Signing back into the Community for the first time? You'll need to reset your password to access your account.  Find out more.

Forum Discussion

tonkku107's avatar
tonkku107
Occasional Contributor
3 years ago

[I-19] SSH key priority option?

I currently have 2 personal SSH keys, one RSA and one Ed25519 and am in the process of moving from the RSA key to the Ed key. Previously, I used to have the Ed key defined first in the ssh config via IdentifyFile but based on the output of the PolicyKit window, 1Password is using the RSA key first. Would an option to order keys in order of preference be possible?
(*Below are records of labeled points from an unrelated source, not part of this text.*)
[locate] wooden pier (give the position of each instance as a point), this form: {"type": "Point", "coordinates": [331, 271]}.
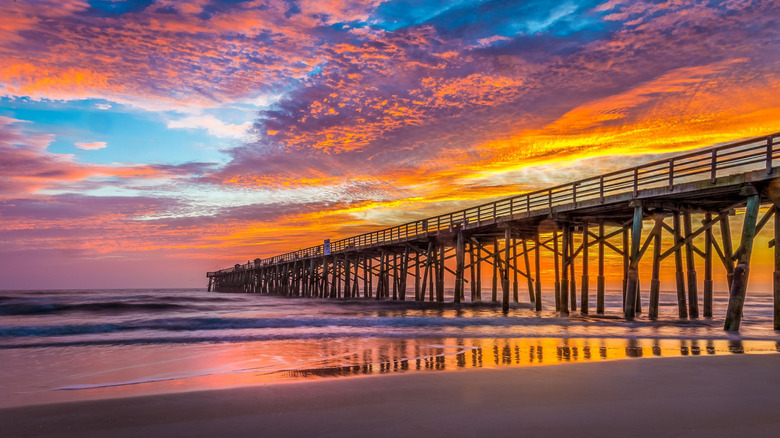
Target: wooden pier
{"type": "Point", "coordinates": [563, 223]}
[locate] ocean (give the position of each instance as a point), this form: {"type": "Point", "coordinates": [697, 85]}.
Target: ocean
{"type": "Point", "coordinates": [63, 345]}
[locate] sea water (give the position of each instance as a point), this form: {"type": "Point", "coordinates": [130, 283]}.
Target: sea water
{"type": "Point", "coordinates": [62, 345]}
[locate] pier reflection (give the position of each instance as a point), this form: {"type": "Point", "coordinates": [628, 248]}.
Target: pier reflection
{"type": "Point", "coordinates": [421, 355]}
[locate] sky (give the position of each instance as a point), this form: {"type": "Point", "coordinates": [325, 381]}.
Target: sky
{"type": "Point", "coordinates": [145, 142]}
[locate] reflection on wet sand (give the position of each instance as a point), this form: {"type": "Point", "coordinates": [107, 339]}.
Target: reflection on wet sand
{"type": "Point", "coordinates": [450, 354]}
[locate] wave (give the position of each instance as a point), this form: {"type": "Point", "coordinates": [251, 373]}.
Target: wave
{"type": "Point", "coordinates": [19, 309]}
{"type": "Point", "coordinates": [210, 324]}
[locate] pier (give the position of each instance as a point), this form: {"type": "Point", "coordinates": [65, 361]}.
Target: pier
{"type": "Point", "coordinates": [685, 197]}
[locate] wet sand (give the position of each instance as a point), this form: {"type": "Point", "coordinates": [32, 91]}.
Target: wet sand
{"type": "Point", "coordinates": [724, 396]}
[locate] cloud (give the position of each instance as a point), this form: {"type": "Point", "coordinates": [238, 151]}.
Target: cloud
{"type": "Point", "coordinates": [91, 146]}
{"type": "Point", "coordinates": [214, 126]}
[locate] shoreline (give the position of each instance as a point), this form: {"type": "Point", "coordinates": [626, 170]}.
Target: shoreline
{"type": "Point", "coordinates": [681, 396]}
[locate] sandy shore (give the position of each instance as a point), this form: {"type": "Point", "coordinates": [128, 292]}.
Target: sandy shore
{"type": "Point", "coordinates": [728, 396]}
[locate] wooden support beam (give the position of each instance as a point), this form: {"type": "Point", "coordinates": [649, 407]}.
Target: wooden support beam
{"type": "Point", "coordinates": [572, 281]}
{"type": "Point", "coordinates": [505, 277]}
{"type": "Point", "coordinates": [556, 255]}
{"type": "Point", "coordinates": [742, 270]}
{"type": "Point", "coordinates": [404, 274]}
{"type": "Point", "coordinates": [564, 292]}
{"type": "Point", "coordinates": [682, 305]}
{"type": "Point", "coordinates": [417, 275]}
{"type": "Point", "coordinates": [530, 280]}
{"type": "Point", "coordinates": [347, 277]}
{"type": "Point", "coordinates": [538, 276]}
{"type": "Point", "coordinates": [426, 272]}
{"type": "Point", "coordinates": [601, 283]}
{"type": "Point", "coordinates": [472, 272]}
{"type": "Point", "coordinates": [776, 274]}
{"type": "Point", "coordinates": [479, 272]}
{"type": "Point", "coordinates": [495, 270]}
{"type": "Point", "coordinates": [513, 264]}
{"type": "Point", "coordinates": [655, 282]}
{"type": "Point", "coordinates": [625, 265]}
{"type": "Point", "coordinates": [603, 241]}
{"type": "Point", "coordinates": [725, 237]}
{"type": "Point", "coordinates": [761, 223]}
{"type": "Point", "coordinates": [708, 268]}
{"type": "Point", "coordinates": [693, 295]}
{"type": "Point", "coordinates": [633, 273]}
{"type": "Point", "coordinates": [584, 290]}
{"type": "Point", "coordinates": [459, 262]}
{"type": "Point", "coordinates": [325, 273]}
{"type": "Point", "coordinates": [395, 277]}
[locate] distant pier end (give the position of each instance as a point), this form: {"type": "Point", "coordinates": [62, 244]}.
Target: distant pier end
{"type": "Point", "coordinates": [559, 225]}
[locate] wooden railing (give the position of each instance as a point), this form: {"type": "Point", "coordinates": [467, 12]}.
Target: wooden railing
{"type": "Point", "coordinates": [748, 155]}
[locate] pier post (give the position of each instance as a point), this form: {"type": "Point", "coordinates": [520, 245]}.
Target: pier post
{"type": "Point", "coordinates": [708, 268]}
{"type": "Point", "coordinates": [556, 264]}
{"type": "Point", "coordinates": [564, 295]}
{"type": "Point", "coordinates": [528, 272]}
{"type": "Point", "coordinates": [347, 278]}
{"type": "Point", "coordinates": [625, 265]}
{"type": "Point", "coordinates": [601, 283]}
{"type": "Point", "coordinates": [426, 272]}
{"type": "Point", "coordinates": [505, 280]}
{"type": "Point", "coordinates": [584, 290]}
{"type": "Point", "coordinates": [460, 257]}
{"type": "Point", "coordinates": [776, 276]}
{"type": "Point", "coordinates": [404, 274]}
{"type": "Point", "coordinates": [655, 282]}
{"type": "Point", "coordinates": [633, 274]}
{"type": "Point", "coordinates": [728, 250]}
{"type": "Point", "coordinates": [742, 270]}
{"type": "Point", "coordinates": [325, 274]}
{"type": "Point", "coordinates": [693, 293]}
{"type": "Point", "coordinates": [440, 276]}
{"type": "Point", "coordinates": [515, 287]}
{"type": "Point", "coordinates": [395, 276]}
{"type": "Point", "coordinates": [479, 272]}
{"type": "Point", "coordinates": [472, 272]}
{"type": "Point", "coordinates": [416, 274]}
{"type": "Point", "coordinates": [381, 278]}
{"type": "Point", "coordinates": [680, 277]}
{"type": "Point", "coordinates": [495, 270]}
{"type": "Point", "coordinates": [572, 281]}
{"type": "Point", "coordinates": [370, 276]}
{"type": "Point", "coordinates": [538, 268]}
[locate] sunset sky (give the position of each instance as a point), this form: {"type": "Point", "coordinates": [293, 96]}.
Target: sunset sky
{"type": "Point", "coordinates": [143, 143]}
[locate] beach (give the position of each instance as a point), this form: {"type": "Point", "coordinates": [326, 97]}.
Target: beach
{"type": "Point", "coordinates": [716, 396]}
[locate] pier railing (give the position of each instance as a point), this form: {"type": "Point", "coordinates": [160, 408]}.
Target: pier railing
{"type": "Point", "coordinates": [747, 155]}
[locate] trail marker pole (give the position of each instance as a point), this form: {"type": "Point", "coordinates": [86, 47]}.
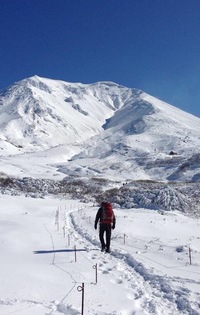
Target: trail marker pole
{"type": "Point", "coordinates": [75, 252]}
{"type": "Point", "coordinates": [64, 231]}
{"type": "Point", "coordinates": [95, 267]}
{"type": "Point", "coordinates": [81, 289]}
{"type": "Point", "coordinates": [68, 239]}
{"type": "Point", "coordinates": [124, 238]}
{"type": "Point", "coordinates": [190, 256]}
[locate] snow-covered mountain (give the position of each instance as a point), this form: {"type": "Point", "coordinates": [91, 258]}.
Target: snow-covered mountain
{"type": "Point", "coordinates": [101, 129]}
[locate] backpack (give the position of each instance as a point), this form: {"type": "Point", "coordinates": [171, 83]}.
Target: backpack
{"type": "Point", "coordinates": [107, 213]}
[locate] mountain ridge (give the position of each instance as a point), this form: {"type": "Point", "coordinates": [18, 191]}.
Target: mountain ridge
{"type": "Point", "coordinates": [114, 127]}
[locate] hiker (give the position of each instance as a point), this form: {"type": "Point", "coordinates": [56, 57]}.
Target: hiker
{"type": "Point", "coordinates": [106, 217]}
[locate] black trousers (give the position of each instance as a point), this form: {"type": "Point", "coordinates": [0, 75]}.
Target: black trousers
{"type": "Point", "coordinates": [105, 229]}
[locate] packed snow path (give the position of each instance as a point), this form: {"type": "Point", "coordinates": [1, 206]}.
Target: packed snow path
{"type": "Point", "coordinates": [147, 272]}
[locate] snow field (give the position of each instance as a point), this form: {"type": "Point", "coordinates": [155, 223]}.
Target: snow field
{"type": "Point", "coordinates": [147, 272]}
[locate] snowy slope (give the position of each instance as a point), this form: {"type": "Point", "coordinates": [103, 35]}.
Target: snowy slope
{"type": "Point", "coordinates": [147, 272]}
{"type": "Point", "coordinates": [101, 129]}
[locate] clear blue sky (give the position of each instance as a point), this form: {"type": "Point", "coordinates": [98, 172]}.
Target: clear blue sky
{"type": "Point", "coordinates": [153, 45]}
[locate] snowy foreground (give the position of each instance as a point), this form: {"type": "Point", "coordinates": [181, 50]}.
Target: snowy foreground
{"type": "Point", "coordinates": [147, 272]}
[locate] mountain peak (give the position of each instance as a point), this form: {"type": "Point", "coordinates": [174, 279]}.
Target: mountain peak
{"type": "Point", "coordinates": [120, 128]}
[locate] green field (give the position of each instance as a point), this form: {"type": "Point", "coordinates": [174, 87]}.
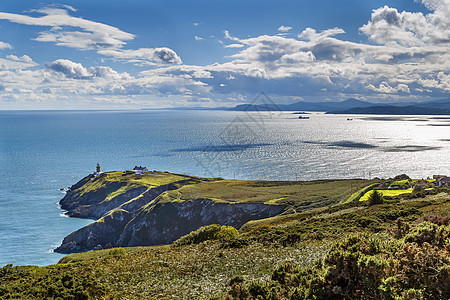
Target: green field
{"type": "Point", "coordinates": [295, 194]}
{"type": "Point", "coordinates": [340, 250]}
{"type": "Point", "coordinates": [251, 264]}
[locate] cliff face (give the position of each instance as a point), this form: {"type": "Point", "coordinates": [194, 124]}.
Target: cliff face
{"type": "Point", "coordinates": [162, 223]}
{"type": "Point", "coordinates": [137, 216]}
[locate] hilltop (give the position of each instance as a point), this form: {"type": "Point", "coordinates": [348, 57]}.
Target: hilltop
{"type": "Point", "coordinates": [327, 243]}
{"type": "Point", "coordinates": [158, 207]}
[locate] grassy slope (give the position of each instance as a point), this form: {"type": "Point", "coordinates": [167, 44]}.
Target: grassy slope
{"type": "Point", "coordinates": [203, 270]}
{"type": "Point", "coordinates": [297, 195]}
{"type": "Point", "coordinates": [124, 182]}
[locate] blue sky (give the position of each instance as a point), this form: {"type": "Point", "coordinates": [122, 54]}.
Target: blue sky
{"type": "Point", "coordinates": [133, 54]}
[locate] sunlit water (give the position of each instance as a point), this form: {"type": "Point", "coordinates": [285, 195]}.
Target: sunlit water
{"type": "Point", "coordinates": [41, 152]}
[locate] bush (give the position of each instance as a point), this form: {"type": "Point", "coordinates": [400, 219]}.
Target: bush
{"type": "Point", "coordinates": [375, 198]}
{"type": "Point", "coordinates": [207, 233]}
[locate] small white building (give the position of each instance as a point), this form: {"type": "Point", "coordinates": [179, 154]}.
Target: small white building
{"type": "Point", "coordinates": [138, 170]}
{"type": "Point", "coordinates": [442, 181]}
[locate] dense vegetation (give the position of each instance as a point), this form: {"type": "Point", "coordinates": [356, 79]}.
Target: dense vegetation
{"type": "Point", "coordinates": [398, 249]}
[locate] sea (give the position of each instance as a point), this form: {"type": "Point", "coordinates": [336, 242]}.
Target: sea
{"type": "Point", "coordinates": [42, 152]}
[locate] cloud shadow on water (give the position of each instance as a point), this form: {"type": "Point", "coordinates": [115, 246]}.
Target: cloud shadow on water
{"type": "Point", "coordinates": [222, 148]}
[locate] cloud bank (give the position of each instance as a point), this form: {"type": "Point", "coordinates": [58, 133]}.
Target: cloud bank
{"type": "Point", "coordinates": [405, 56]}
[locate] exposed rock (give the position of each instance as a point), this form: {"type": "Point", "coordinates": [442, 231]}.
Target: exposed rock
{"type": "Point", "coordinates": [137, 217]}
{"type": "Point", "coordinates": [162, 223]}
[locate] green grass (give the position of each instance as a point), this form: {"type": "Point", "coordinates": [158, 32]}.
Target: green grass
{"type": "Point", "coordinates": [389, 193]}
{"type": "Point", "coordinates": [298, 195]}
{"type": "Point", "coordinates": [202, 270]}
{"type": "Point", "coordinates": [126, 181]}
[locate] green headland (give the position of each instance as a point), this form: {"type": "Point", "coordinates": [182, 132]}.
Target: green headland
{"type": "Point", "coordinates": [169, 236]}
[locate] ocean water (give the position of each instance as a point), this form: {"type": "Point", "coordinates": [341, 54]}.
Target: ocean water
{"type": "Point", "coordinates": [43, 151]}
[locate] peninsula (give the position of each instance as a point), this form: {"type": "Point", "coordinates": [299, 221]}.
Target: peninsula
{"type": "Point", "coordinates": [153, 208]}
{"type": "Point", "coordinates": [324, 239]}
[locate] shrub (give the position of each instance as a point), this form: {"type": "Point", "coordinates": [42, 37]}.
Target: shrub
{"type": "Point", "coordinates": [206, 233]}
{"type": "Point", "coordinates": [375, 198]}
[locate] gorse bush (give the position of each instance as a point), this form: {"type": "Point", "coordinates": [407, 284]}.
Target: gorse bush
{"type": "Point", "coordinates": [207, 233]}
{"type": "Point", "coordinates": [375, 198]}
{"type": "Point", "coordinates": [366, 267]}
{"type": "Point", "coordinates": [51, 283]}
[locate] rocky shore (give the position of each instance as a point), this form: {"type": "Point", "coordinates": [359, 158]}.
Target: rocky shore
{"type": "Point", "coordinates": [130, 213]}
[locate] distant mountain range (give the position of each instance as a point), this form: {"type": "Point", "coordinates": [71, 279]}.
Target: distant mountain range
{"type": "Point", "coordinates": [354, 106]}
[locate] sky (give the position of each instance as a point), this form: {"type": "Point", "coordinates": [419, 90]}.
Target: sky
{"type": "Point", "coordinates": [164, 53]}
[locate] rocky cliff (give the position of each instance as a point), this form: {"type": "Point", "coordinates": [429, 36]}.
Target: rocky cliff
{"type": "Point", "coordinates": [137, 214]}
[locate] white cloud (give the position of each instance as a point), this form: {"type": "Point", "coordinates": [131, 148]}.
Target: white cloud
{"type": "Point", "coordinates": [314, 64]}
{"type": "Point", "coordinates": [159, 55]}
{"type": "Point", "coordinates": [95, 35]}
{"type": "Point", "coordinates": [284, 28]}
{"type": "Point", "coordinates": [69, 69]}
{"type": "Point", "coordinates": [13, 62]}
{"type": "Point", "coordinates": [234, 46]}
{"type": "Point", "coordinates": [388, 26]}
{"type": "Point", "coordinates": [4, 45]}
{"type": "Point", "coordinates": [23, 58]}
{"type": "Point", "coordinates": [106, 39]}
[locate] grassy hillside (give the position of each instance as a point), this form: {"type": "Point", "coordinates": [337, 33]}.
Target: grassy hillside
{"type": "Point", "coordinates": [395, 250]}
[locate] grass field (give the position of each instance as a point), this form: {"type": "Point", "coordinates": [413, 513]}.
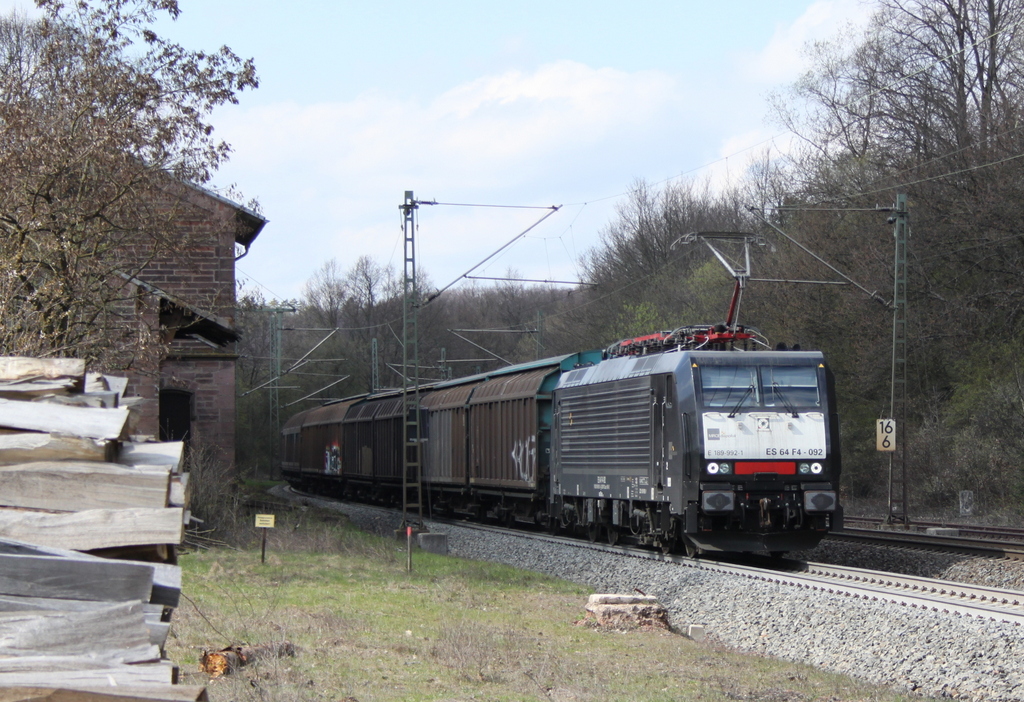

1Password Version: Not Provided
Extension Version: Not Provided
OS Version: Not Provided

  • Lachy's avatar
    Lachy
    Occasional Contributor

    I also need support for IdentityFile, or at least an alternative solution. With ssh-agent, it's the only way I've found to have both work and personal accounts on Bitbucket that require distinct private keys. My ~/.ssh/config file is full of configs to know which keys are preferred on which hosts.

    For example:

    ```
    Host bitbucket.org
    IdentityFile ~/.ssh/id_ed25519 # Used for Work account

    Host personal.bitbucket.org
    HostName bitbucket.org
    User git
    IdentityFile ~/.ssh/id_ecdsa # Used for Personal account
    ```

    This has also helped me keep track of which public keys are with which services, because not everything supported Ed25519 when I set up the keys.

  • Lachy's avatar
    Lachy
    Occasional Contributor

    That works. But since it doesn't support ECDSA, I generated an alternate Ed25519 key and used:


    Host personal.bitbucket.org
    HostName bitbucket.org
    User git
    IdentityAgent ~/.1password/agent.sock
    IdentityFile ~/.ssh/id_ed25519-alternate.pub

    Now I only have one remaining service using that ECDSA key because they still don't support Ed25519.

  • tonkku107's avatar
    tonkku107
    Occasional Contributor

    Despite setting up an IdentityFile with a public key instead of a private one, 1Password is still unlocking the RSA key first.

  • floris_1P's avatar
    floris_1P
    Icon for 1Password Team rank1Password Team

    Are you SSH'ing from the terminal or if not, what SSH client are you using?

  • floris_1P's avatar
    floris_1P
    Icon for 1Password Team rank1Password Team

    Could you share (the relevant bits of) your SSH config and SSH_AUTH_SOCK=~/.1password/agent.sock ssh-add -l output?

  • tonkku107's avatar
    tonkku107
    Occasional Contributor

    SSH config:
    ```
    IdentityFile ~/.ssh/id_ed25519.pub
    IdentityFile ~/.ssh/id_rsa.pub

    Host *
    IdentityAgent ~/.1password/agent.sock

    Host aur.archlinux.org
    IdentityFile ~/.ssh/aur.pub
    User aur

    [repeating below for different servers]
    Host [server-alias]
    HostName [ip address]
    User [username]


    4096 SHA256:Gu0EFgYpwVbLsqX5nDEL5V1jUfryMTe7FR8AUUsg4+E (RSA)
    256 SHA256:WdVfgHlD0C2HEq9y60mYiah/4lY8xhitK1wY1pvYKjk (ED25519)
    3072 SHA256:S9scRLenmjLjv4srb9n5dIkYu9MM2ihZDXVbLxW4KNg (RSA)
    ```

    For that host specific AUR configuration, it works perfectly and unlocks the aur key first.
    The global configuration doesn't work and just uses the RSA key first anyway.

  • floris_1P's avatar
    floris_1P
    Icon for 1Password Team rank1Password Team

    I'm guessing that that's because you've specified multiple keys as IdentityFile. If you want control over which key is used, your SSH config should be more explicit. For example:

    ```
    IdentityFile ~/.ssh/id_ed25519.pub

    Host host-that-uses-the-rsa-key
    IdentityFile ~/.ssh/id_rsa.pub
    ```

    Or even more explicit:
    ```
    Host host-that-uses-the-rsa-key
    IdentityFile ~/.ssh/id_rsa.pub

    Host host-that-uses-the-ed25519-key
    IdentityFile ~/.ssh/id_ed25519.pub
    ```

  • tonkku107's avatar
    tonkku107
    Occasional Contributor

    SSH by default uses the keys in the order specified. I could go and mark which key to use for each host, but it would be far more convenient to have them apply globally apart from a few exceptions.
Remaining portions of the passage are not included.